Nach dem verheerenden Ergebnis der Parlamentswahlen am 8. April kam die Jobbik einfach nicht zur Ruhe. Gábor Vona war nach der Niederlage als Vorsitzender zurückgetreten und gab auch sein Mandat zurück. Seitdem verschärften sich die Auseinandersetzungen zwischen dem gemäßigten und dem extremen Flügel und führten letztlich zum offenen Bruch.

Lieber NER als Zusammenarbeit mit den Linken

Schon vor einigen Wochen hatten der für seine extremen Ansichten bekannte Bürgermeister des Grenzdörfchens Ásotthalom, László Toroczkai, und die ebenfalls zum extremen Flügel gehörende Dóra Dúró eine Plattform innerhalb der Jobbik gründen wollen, dies führte jedoch zum Ausschluss Toroczkais. Daraufhin gründete dieser eine Bewegung, die sich am vergangenen Wochenende im Beisein von rund tausend Menschen offiziell zur Partei „Unsere Heimat“ (ung.: Mi Hazánk) formierte.

„Die Partei zerbricht, aber unsere Weltanschauung bleibt”, begann Előd Novák, ein weiterer Überläufer aus der Jobbik und Ehemann Dóra Dúros, seine Rede in Ásotthalom. Außer ihm waren weitere 50 Bürgermeister anwesend, die ebenfalls jüngst aus der Jobbik ausgetreten waren. Dem Nachrichtenportal index.hu gelang es vor Ort, mit mehreren von ihnen zu sprechen. Viele gaben an, dass es nicht die Bemühungen der Jobbik, sich zur Volkspartei zu mausern, gewesen seien, die zum Austritt führten, sondern der Wille der Partei, mit linken Parteien zusammenzuarbeiten. Wie ein Teilnehmer gegenüber Index sagte: „Lieber lebe ich hundert Jahre im „NER“ (Anm.: dem System der Nationalen Zusammenarbeit – ein vom Fidesz geprägter Begriff für das neue Gesellschaftssystem in Ungarn), als Gyurcsány und die Seinen noch mal in die Nähe der Macht gelangen zu lassen.”
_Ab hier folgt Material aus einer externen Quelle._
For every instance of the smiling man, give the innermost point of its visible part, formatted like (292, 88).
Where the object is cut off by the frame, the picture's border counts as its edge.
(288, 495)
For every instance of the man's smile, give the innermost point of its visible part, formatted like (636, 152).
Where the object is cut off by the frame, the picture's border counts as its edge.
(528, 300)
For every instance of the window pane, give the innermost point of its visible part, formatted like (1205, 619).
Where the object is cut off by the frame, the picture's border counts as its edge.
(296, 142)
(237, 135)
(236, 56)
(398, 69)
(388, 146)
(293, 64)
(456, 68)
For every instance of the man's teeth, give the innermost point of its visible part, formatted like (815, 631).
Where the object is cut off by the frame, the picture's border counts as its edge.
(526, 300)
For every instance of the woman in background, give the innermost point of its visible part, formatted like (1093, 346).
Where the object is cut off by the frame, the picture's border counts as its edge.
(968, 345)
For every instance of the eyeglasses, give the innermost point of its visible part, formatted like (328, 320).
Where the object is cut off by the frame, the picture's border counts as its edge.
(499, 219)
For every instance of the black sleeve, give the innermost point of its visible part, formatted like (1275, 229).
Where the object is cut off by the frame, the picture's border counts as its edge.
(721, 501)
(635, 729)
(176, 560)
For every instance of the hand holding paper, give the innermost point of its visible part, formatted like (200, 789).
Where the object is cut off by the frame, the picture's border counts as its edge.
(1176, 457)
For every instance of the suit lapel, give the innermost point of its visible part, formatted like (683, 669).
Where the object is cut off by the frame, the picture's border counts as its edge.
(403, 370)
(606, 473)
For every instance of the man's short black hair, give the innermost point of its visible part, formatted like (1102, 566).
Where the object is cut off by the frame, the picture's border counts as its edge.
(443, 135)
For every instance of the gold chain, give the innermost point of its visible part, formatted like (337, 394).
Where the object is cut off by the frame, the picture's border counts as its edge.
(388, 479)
Andere Parteiaussteiger gaben an, sie hätten das Gefühl gehabt, die Jobbik entscheide nicht anhand eigener Überzeugungen, sondern einfach nur gegen den Fidesz. Doch auch in der machiavellistischen Einstellung der Parteiführung, alles für die Machterlangung zu tun, sehen einige keinen guten Weg. Ein Teilnehmer der Veranstaltung fand deutliche Worte: „Der Fidesz ist der lebende Beweis dafür, dass man mit radikalen Ansichten sehr wohl viele Stimmen erhalten kann. Deswegen war es Blödsinn, sich mit der Partei davon wegzubewegen.”

Das will „Unsere Heimat“

Die Richtung der neuen Partei war spätestens bei der Rede von Dóra Dúró klar zu erkennen: „Wir fürchten uns nicht, die christliche und ungarische Kultur zu verteidigen”, begann diese ihr Plädoyer für eine neue Bewegung. Spontaner Applaus brach los, als sie davon sprach, wie wichtig es sei, den „Konflikt zwischen Ungarn und Roma“ anzugehen. Auch László Toroczkai benannte dies als eines der drängendsten Themen, denn, so Toroczkai: „Während es immer weniger Ungarn gibt, hat sich die Zahl der Zigeuner verdoppelt. Mit dieser Frage beschäftigt sich niemand.” Doch auch weitere Probleme seien anzugehen.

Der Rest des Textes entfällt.